第一章 変わりゆく妻の異変に気付く

四、私はどこも悪くない…病院嫌いの妻を説得

一連の妻の言動が心配になってきた。京都宇治市に精神科医療のO病院があると教えてもらった。その出先の診療所が隣の京田辺市にあることも分かった。私は、なるべく早く病院に連れて行き診断結果を知りたかった。

妻は、昔から病院は好きではなかった。また、納得しないと動かない性格でもあった。痛みがあれば病院に連れて行けるが、認知症は痛みも自覚症状もない。「自分は、どこも悪くない」と思っている。

行くところは、妻には受け入れがたいであろう心療内科か精神科だ。どう説明すべきか迷った。

「この頃、お前の言動がおかしいから、一度病院に行こうか」
とか、
「最近、もの忘れがひどいから、認知症かも知れない。病院で先生に診てもらおう」
とか、ストレートに理屈で説得しようとすれば、恐らく反発されて病院に行くのを強く拒否するだろうと思った。

上手な説明の仕方はないだろうか、どう切り出せば良いのか正直悩んでいた。ゴルフの友達に、昔、グループホーム(認知症患者の共同生活施設)に勤務していた人がいた。その人に相談してみた。

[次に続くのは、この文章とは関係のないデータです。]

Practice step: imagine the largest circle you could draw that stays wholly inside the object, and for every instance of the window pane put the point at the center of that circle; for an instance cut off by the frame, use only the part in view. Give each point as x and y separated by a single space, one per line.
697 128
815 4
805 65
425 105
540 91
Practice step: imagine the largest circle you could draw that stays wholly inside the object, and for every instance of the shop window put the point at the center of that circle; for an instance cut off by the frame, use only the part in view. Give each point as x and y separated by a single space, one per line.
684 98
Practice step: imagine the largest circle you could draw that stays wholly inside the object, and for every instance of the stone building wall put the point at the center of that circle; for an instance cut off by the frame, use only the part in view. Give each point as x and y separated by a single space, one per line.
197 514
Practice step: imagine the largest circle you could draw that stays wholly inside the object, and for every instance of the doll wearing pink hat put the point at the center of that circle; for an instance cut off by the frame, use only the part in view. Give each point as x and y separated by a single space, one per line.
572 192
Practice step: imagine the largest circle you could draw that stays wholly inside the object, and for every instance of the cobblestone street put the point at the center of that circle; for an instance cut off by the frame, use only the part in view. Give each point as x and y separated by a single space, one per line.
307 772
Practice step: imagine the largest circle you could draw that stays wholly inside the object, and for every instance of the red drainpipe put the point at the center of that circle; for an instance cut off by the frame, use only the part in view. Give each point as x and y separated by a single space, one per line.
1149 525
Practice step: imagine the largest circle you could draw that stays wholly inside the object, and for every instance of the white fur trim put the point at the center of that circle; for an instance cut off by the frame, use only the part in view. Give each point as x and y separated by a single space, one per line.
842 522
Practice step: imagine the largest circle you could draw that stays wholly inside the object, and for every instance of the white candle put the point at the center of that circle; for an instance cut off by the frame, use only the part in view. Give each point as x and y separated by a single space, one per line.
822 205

「棚橋さんが言われる通りです。ストレートに言うと、奥さんは、プライドを傷つけられ、自分は非難されたと思い、不安がつのり反発します。また、自分の弱みを見せまいとして頑固にもなります。そうなると大変です。言い方として、いつまでも元気でいてほしいから、一度、体調を診てもらいに健康診断に一緒に行こうと言えばいいでしょう。認知症の人は、心を許した人は素直に受け入れてくれます。棚橋さんは、奥さんに信頼されているようですから、きっと、うまくいくと思いますよ」

とアドバイスしてくれた。相談して良かった。持つべきものは友、を実感した。

その後、妻が、くつろぐ機会を伺っていた。ある日の午後、妻がテレビドラマを見終わりお皿にお菓子を入れる音がした。

「お父さん。コーヒー飲む」
と声を掛けてきた。私は、パソコンの手を止めて台所に行った。絶好のチャンスだ。